Posted: January 29, 2013
In a Spanish study, overweight people who ate most of their calories before 3 p.m. lost significantly more weight than their counterparts who were nighttime eaters. So watch those calorific midnight snacks.
You've heard the dieting advice to eat breakfast like a king, lunch like a prince and dinner like a pauper? Well, there's mounting evidence that there's some truth to it.
A new study published in the International Journal of Obesity builds on previous studies that suggest it's best not to eat too many calories late in the day.
The Spanish study finds that dieters who ate their main meal before 3 p.m. lost significantly more weight than those who ate later in the day. This held true even though the early eaters were eating roughly the same number of calories during the five-month weight-loss study as their night-owl counterparts.
The study included 420 overweight and obese volunteers who lived in the Mediterranean seaside town of Murcia, Spain. Their average age was 42. Half were men, half women. Their midday meal constituted about 40 percent of their diet of roughly 1,400 calories a day, on average. Right — that's not a lot of calories.
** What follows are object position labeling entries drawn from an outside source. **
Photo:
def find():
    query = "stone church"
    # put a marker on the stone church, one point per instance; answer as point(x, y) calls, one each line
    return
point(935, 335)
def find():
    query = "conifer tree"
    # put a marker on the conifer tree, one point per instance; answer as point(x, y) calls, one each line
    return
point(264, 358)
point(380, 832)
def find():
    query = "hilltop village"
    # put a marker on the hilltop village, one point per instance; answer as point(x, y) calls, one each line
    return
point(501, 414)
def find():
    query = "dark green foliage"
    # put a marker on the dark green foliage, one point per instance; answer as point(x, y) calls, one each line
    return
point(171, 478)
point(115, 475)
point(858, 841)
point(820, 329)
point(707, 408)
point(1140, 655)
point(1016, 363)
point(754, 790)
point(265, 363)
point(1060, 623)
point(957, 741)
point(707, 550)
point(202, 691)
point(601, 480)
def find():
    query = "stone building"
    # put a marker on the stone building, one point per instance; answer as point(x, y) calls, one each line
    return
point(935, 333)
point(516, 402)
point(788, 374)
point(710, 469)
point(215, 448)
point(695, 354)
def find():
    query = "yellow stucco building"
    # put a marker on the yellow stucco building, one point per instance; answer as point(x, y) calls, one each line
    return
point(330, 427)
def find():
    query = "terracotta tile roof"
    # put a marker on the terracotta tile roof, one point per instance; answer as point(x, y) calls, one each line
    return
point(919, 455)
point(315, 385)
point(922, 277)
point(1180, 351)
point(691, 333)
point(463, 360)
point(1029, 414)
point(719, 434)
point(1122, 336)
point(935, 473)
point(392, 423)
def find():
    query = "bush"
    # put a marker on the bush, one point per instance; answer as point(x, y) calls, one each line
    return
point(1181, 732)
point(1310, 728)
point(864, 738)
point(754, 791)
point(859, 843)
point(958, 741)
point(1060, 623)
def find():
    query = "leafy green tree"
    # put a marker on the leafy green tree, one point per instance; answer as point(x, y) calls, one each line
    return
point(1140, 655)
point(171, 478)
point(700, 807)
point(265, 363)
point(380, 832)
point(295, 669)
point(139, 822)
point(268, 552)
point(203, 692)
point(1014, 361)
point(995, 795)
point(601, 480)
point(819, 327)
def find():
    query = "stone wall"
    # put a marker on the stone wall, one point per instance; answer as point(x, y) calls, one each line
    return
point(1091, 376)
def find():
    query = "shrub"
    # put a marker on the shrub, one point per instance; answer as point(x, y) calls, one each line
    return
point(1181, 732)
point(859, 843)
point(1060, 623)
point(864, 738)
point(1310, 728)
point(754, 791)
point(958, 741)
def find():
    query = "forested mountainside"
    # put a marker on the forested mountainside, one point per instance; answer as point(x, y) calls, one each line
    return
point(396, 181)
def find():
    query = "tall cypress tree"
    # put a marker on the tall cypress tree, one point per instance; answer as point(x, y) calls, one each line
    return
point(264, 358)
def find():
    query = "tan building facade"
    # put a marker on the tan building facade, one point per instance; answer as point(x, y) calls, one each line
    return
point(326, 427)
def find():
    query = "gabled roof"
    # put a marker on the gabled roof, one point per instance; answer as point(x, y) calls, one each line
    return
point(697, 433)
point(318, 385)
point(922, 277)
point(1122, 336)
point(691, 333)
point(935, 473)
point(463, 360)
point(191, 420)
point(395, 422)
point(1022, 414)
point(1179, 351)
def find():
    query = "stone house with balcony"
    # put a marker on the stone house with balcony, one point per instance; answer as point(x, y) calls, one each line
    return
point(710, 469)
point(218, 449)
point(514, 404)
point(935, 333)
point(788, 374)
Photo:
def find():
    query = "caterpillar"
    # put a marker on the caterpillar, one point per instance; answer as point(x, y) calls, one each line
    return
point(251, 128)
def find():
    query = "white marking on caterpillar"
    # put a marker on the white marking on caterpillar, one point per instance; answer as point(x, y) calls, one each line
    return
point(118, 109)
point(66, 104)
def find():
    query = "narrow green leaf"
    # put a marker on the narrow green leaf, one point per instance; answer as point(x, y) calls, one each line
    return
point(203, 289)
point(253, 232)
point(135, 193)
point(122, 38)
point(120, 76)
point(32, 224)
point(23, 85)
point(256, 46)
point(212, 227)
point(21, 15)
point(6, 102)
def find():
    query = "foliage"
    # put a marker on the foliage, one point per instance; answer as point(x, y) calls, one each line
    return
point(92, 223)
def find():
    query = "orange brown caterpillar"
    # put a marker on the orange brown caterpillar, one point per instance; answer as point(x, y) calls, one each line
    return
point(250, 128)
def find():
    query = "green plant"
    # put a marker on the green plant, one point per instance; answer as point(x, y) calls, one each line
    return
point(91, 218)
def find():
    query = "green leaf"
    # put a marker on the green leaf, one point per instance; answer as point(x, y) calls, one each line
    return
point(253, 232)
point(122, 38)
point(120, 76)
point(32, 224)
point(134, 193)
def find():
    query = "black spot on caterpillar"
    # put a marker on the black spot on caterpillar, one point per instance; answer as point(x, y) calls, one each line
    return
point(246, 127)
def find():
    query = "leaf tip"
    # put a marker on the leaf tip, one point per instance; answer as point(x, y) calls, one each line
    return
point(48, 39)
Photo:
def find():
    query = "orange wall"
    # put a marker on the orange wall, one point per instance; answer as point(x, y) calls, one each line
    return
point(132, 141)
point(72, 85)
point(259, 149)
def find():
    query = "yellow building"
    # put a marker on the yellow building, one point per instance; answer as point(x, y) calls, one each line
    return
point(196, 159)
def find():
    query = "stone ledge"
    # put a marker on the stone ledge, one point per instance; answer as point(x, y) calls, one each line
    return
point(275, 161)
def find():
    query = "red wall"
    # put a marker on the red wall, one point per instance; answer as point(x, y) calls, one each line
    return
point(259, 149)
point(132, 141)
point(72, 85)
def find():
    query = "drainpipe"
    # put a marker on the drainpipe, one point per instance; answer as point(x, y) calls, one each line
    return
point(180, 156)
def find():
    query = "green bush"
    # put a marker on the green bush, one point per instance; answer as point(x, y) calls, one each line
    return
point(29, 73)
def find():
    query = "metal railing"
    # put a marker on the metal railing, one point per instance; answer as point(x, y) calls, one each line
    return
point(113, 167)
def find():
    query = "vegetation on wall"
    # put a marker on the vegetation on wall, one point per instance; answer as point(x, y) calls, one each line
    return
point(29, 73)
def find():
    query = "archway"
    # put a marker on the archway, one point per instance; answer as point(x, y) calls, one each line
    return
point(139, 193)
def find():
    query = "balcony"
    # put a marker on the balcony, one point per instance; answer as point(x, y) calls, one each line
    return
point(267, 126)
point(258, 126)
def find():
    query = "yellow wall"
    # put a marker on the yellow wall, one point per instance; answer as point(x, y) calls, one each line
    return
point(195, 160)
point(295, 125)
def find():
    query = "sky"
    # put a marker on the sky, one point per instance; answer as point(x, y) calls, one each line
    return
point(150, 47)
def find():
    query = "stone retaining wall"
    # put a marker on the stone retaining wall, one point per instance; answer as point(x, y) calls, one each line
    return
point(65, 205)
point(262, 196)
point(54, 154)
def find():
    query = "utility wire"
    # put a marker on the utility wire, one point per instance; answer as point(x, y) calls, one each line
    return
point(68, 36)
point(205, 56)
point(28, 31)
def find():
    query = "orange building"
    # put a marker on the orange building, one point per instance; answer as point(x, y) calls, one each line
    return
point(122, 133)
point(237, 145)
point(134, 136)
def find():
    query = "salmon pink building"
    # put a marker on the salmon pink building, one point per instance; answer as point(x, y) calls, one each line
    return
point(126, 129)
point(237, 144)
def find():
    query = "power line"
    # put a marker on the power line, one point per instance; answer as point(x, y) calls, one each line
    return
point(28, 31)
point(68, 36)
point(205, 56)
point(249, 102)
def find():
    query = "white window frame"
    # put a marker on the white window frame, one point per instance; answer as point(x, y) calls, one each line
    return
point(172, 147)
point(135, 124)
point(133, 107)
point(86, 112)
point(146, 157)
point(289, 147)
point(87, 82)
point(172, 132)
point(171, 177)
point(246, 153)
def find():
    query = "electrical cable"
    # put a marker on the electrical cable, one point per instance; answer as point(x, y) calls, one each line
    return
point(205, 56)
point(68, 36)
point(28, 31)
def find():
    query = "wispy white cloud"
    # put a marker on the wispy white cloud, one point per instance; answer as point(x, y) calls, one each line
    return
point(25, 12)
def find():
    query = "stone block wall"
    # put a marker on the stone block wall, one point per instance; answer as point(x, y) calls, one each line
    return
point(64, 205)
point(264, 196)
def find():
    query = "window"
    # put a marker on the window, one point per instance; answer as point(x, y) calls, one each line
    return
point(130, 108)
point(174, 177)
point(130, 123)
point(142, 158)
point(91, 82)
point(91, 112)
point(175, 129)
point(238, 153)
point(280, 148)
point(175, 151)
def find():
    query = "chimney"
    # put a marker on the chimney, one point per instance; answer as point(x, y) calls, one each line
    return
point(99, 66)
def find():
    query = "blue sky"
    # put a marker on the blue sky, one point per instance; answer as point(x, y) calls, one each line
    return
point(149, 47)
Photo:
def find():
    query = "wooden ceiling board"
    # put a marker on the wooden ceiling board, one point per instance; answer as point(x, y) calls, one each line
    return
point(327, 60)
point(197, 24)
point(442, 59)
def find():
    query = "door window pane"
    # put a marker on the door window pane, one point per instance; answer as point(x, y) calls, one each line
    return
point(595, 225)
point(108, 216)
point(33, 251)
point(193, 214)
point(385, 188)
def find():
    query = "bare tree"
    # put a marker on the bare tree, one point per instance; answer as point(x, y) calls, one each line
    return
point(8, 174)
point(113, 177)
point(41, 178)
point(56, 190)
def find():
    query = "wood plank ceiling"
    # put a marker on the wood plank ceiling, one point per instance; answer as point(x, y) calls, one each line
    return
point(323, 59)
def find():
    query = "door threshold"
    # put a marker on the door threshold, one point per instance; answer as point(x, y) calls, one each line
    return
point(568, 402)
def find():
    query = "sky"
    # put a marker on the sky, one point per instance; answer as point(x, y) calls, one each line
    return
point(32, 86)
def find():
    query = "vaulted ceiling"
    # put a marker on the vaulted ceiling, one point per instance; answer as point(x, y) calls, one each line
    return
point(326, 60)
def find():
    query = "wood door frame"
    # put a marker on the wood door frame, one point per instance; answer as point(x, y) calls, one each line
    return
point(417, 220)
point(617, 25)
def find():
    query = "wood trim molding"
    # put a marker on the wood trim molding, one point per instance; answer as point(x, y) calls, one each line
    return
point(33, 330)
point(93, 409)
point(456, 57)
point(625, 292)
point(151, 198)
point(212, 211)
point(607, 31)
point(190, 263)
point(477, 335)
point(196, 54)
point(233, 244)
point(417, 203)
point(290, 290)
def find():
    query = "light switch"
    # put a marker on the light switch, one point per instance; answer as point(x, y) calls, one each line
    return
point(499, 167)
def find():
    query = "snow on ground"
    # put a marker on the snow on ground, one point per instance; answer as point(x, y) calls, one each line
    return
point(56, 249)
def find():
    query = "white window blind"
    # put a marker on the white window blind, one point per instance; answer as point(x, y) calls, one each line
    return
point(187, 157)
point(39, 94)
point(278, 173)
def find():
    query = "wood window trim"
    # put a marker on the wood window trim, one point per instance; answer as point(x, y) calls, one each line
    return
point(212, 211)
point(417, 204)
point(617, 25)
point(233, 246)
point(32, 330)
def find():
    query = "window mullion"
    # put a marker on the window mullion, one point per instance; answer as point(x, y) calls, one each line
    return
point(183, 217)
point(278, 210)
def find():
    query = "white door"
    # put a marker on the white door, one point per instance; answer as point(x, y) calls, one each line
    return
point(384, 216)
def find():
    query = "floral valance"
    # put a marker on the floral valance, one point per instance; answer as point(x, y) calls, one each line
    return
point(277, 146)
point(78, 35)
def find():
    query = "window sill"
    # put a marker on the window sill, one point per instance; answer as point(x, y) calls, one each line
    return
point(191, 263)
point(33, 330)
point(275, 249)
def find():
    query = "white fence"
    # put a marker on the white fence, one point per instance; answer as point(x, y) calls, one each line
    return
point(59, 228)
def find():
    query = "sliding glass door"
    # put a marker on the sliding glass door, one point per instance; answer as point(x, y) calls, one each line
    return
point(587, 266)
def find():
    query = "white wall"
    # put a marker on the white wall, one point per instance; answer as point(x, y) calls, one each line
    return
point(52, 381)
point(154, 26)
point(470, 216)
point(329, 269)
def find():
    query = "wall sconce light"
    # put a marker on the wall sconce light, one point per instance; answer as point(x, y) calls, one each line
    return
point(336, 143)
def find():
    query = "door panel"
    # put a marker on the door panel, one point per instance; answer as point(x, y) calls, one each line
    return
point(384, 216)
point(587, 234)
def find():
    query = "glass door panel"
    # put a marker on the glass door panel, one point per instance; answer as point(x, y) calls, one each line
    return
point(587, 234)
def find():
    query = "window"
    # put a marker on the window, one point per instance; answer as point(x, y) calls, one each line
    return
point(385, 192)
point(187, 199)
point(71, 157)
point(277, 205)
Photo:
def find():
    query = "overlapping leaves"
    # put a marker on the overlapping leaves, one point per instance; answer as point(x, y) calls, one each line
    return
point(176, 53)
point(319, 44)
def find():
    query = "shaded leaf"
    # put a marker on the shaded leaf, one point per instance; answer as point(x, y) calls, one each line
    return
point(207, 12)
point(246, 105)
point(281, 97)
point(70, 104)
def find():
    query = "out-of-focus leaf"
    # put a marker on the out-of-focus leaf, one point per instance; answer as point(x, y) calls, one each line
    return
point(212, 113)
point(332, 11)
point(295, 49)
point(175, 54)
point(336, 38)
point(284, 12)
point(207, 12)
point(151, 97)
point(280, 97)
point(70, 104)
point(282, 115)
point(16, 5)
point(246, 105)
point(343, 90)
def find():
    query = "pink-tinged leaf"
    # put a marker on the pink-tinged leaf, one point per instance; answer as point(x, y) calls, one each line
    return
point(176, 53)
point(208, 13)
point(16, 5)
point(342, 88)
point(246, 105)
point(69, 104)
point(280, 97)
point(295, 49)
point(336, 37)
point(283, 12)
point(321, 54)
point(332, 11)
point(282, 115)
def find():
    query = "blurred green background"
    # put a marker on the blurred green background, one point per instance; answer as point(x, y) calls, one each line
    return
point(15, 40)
The average nondieting American eats about 2,700 calories a day, according to the U.S. Department of Agriculture.
On average, the early eaters in the Spanish study lost 22 pounds, compared with the late eaters who lost 17 pounds.
Both the early eaters and late eaters had similar levels of physical activity and got similar amounts of sleep, so researchers ruled out these factors as possible explanations for the differences in weight loss.
"The study suggests that it's not just what we eat but when we eat is important," says study author Frank Scheer, who directs the Medical Chronobiology Program at Brigham and Women's Hospital in Boston.
So what's at play here? Well, Scheer says recent animal studies have shown that the timing of eating can have a powerful influence on weight regulation and metabolism. This new study, he says, is among the first to suggest it's also key in people.
"Only in recent years are we trying to study this and tease apart what the underlying mechanisms might be," says Scheer.
In the study, the people who ate late and didn't lose as much weight also tended to skip breakfast or eat just a little in the morning.
Scheer says that because eating seems to send a signal to our body clocks, it's possible that when people delay eating a big meal until late in the day, things get out of whack: The master clock in the brain gets out of sync with the mini clocks in the cells of the body that regulate metabolism.
"When the timing of meals do not match with the sleep-wake cycle well, there's a disconnect between the different clocks that we have in basically all the cells of our body," explains Scheer.
And with this disconnect, the complex systems that regulate weight don't work as well, he says.
Not everyone is convinced by the findings of this study. Madelyn Fernstrom of the University of Pittsburgh Medical Center says she's skeptical that the timing of meals can influence weight loss so significantly. The study shows an association between the timing of meals and weight loss, says Fernstrom, but "it's not [proving] cause and effect."
Weight loss is complicated. But Fernstrom says as we learn more about the many factors that may influence weight regulation, it's important for dieters not to lose sight of the big picture.
"The greater importance is what you are eating," Fernstrom says. If you want to lose weight, "you need to eat fewer calories and exercise more."
That, of course, is something you likely already know.